Abstract
Background: The lack of an outright treatment for Parkinson’s disease (PD) is a pivotal concern in medicine and has driven the search for novel alternatives for treating the disease. Among the proposed approaches, small interfering RNA (siRNA)-based therapy is attracting significant attention as a potential method for the treatment of PD; however, siRNAs delivery possesses potential drawbacks, such as reduced stability in blood circulation and low capacity for reaching the target site.
Objective: This review aims to explore siRNA-based approaches to PD and the latest advances for designing nanoparticles that effectively target siRNAs to the action site and that protect these against degradation in blood circulation.
Results: siRNA-based approaches provide an interesting option for designing new strategies for treating PD through the silencing of genes, whose abnormal expressions contribute to the pathophysiology of the disease; however, siRNA delivery to the brain is a key issue that remains unsolved to date. Current research efforts are focused on designing vectors that effectively transport and protect siRNAs. In this regard, nanoparticles are being developed as carriers for siRNAs with controlled delivery efficiency and low toxicity profiles, and these represent an alternative to common vectors.

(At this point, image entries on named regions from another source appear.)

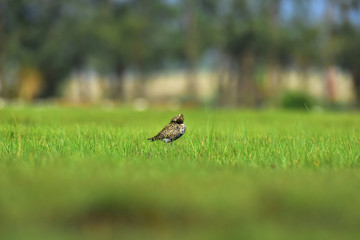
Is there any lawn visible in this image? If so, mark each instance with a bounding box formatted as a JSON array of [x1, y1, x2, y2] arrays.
[[0, 106, 360, 239]]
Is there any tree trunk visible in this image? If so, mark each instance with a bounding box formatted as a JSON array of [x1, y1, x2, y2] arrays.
[[237, 51, 257, 107], [185, 0, 198, 98], [352, 69, 360, 108]]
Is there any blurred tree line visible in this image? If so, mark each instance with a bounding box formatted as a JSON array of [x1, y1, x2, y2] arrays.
[[0, 0, 360, 106]]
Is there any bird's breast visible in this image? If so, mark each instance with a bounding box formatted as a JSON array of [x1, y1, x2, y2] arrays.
[[180, 123, 186, 135]]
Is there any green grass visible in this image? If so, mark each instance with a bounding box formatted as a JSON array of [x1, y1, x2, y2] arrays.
[[0, 107, 360, 239]]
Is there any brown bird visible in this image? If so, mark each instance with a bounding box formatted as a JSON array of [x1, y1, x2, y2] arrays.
[[148, 114, 186, 146]]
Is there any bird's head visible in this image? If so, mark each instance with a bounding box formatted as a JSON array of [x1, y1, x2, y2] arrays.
[[170, 114, 184, 124]]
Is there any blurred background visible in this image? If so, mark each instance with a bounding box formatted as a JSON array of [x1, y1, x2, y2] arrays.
[[0, 0, 360, 110]]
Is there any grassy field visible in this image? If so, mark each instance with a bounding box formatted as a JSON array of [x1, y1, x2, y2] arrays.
[[0, 107, 360, 239]]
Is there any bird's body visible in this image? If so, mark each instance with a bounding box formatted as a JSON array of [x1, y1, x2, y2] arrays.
[[148, 114, 186, 145]]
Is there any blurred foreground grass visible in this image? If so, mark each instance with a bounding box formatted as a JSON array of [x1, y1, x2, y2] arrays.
[[0, 107, 360, 239]]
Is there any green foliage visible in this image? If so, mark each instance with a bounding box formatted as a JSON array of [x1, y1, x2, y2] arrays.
[[0, 107, 360, 239], [280, 91, 315, 110]]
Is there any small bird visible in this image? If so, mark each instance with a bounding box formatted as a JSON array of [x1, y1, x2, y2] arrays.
[[148, 114, 186, 146]]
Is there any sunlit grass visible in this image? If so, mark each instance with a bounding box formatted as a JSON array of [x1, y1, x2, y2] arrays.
[[0, 107, 360, 239]]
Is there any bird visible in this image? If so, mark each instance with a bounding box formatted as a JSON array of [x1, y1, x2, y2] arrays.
[[148, 114, 186, 146]]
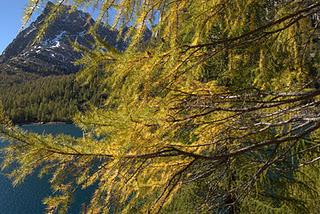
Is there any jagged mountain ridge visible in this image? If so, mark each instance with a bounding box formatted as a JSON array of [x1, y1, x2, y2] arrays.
[[0, 2, 126, 82]]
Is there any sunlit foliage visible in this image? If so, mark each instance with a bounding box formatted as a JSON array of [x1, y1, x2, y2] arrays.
[[2, 0, 320, 213]]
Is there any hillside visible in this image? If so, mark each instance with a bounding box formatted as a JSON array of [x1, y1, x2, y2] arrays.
[[0, 2, 126, 123]]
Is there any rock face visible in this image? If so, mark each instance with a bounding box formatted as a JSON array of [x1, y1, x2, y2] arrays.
[[0, 2, 126, 82]]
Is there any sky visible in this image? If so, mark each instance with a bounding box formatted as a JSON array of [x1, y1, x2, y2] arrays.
[[0, 0, 115, 54], [0, 0, 28, 53]]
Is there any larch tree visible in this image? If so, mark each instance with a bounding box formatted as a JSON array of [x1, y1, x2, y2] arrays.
[[0, 0, 320, 213]]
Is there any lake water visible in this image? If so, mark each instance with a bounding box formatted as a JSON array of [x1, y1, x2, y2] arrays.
[[0, 124, 92, 214]]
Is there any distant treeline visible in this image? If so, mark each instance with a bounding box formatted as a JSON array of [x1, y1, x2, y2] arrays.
[[0, 75, 106, 123]]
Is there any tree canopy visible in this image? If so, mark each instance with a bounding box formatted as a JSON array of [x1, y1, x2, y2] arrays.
[[0, 0, 320, 213]]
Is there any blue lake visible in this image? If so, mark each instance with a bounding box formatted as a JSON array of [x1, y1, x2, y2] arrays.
[[0, 124, 92, 214]]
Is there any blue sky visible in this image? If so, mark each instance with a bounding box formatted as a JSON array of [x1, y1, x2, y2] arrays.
[[0, 0, 27, 53], [0, 0, 115, 54]]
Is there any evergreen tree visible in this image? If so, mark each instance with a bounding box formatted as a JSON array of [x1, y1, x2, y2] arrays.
[[1, 0, 320, 213]]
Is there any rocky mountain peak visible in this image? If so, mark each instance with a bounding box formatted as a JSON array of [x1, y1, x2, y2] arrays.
[[0, 2, 126, 76]]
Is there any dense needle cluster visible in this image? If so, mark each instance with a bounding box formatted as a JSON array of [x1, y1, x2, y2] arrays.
[[0, 0, 320, 213]]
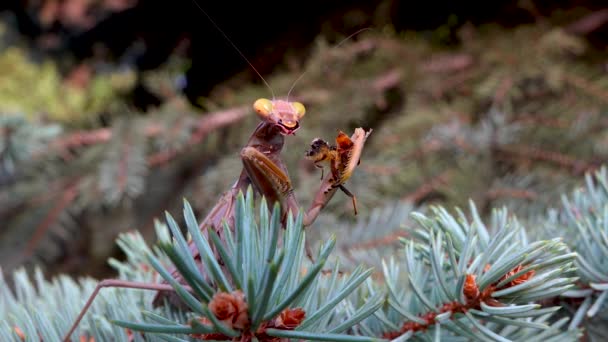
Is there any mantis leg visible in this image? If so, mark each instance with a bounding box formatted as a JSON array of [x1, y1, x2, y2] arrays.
[[63, 279, 192, 342], [338, 184, 357, 215]]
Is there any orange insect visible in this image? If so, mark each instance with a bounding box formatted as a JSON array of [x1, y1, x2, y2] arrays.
[[306, 128, 372, 215]]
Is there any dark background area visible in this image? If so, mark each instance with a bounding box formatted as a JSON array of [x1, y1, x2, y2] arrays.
[[0, 0, 608, 109]]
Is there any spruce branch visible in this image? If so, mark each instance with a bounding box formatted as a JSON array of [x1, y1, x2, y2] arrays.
[[110, 188, 382, 341], [367, 204, 578, 341]]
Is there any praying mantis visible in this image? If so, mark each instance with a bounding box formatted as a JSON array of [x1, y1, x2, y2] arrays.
[[64, 2, 372, 342], [64, 95, 372, 341], [154, 98, 371, 304]]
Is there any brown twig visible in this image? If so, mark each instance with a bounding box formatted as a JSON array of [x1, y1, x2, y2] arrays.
[[23, 180, 80, 258], [564, 8, 608, 36], [383, 265, 534, 339], [148, 106, 249, 166], [496, 145, 597, 174], [43, 106, 249, 166]]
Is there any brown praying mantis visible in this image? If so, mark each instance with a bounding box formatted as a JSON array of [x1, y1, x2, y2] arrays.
[[64, 95, 371, 341], [64, 2, 372, 342]]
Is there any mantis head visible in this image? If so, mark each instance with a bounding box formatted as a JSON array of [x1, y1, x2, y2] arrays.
[[253, 99, 306, 135]]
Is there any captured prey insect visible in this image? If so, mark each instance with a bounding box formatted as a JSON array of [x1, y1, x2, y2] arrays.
[[64, 99, 371, 341], [64, 5, 371, 341], [306, 128, 372, 215]]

Conclusion: Identification of putative gene targets for siRNA therapy of PD has set the pace for researching non-viral vectors; however, the technological aspects for tackling the challenge that siRNAs targeting to the brain represents are essentials. In this respect, the formulation of siRNAs in nanoparticles would avoid harmful side effects, such as immunogenic and oncogenic drawbacks.
Keywords: Parkinson's disease treatment, siRNA therapy, nanoparticle-based delivery of siRNA, siRNA drug targeting, blood-brain barrier, nanotechnology.